Frame-based heroic data recovery
||Mills, Mark E.; Moore, John L.;
Frame-based heroic data recovery on data retrieved from mass storage in which identifiable blocks have been detected to be corrupt. Logical sets of blocks are configured into frames. The invention becomes operable when standard data recovery techniques such as Error Correction Code ("ECC"), working on a frame-by-frame basis, are unable to recover all the corrupt data within the frame because there are just too many corrupt data blocks. The invention then sequentially applies a preselected series of heroic techniques, each heroic technique in the series applied concurrently to all blocks in the frame. The invention combines the corrective effects of the individual applications of heroic techniques in the series, until sufficient individual data blocks overall in the frame are recovered to allow standard frame-based recovery techniques such as ECC to complete the job.

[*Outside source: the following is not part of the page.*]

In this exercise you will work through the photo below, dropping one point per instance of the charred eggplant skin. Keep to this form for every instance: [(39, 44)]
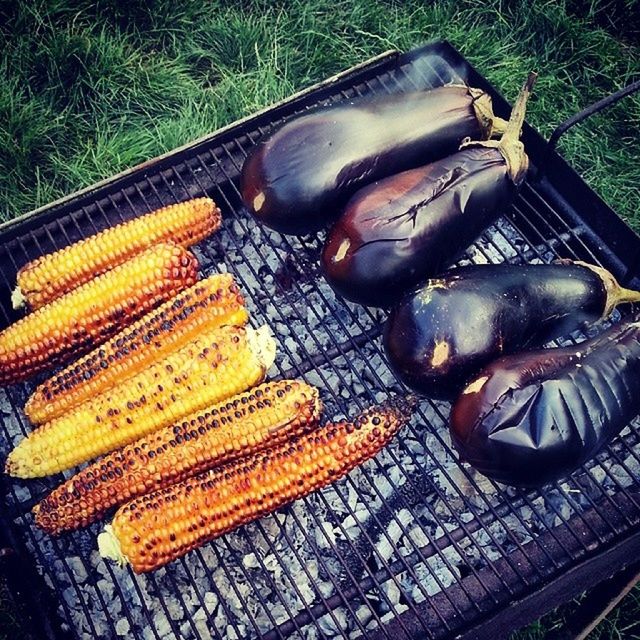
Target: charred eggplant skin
[(445, 331), (532, 418), (298, 179), (406, 228)]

TECHNICAL FIELD OF THE INVENTION
This invention relates generally to heroic techniques in the recovery of corrupt data detected on mass storage devices, and more specifically to accumulating the corrective effects of selected heroic techniques sequentially performed on an entire frame of data in which corrupt blocks have been detected.
BACKGROUND OF THE INVENTION
In the art of mass data storage, it is to be expected that occasionally stored data becomes corrupt on the medium on which it is stored. The read mechanism then becomes unable to retrieve the data from the storage device. Reasons for data becoming corrupt include irregularities in the physical medium on which the data is stored, loss of correspondence between the write mechanism and the read mechanism, or exposure of the data as stored on the medium to adverse environmental conditions. Whatever the reason for the data becoming corrupt, steps must be taken to try to recover the data or else it is lost.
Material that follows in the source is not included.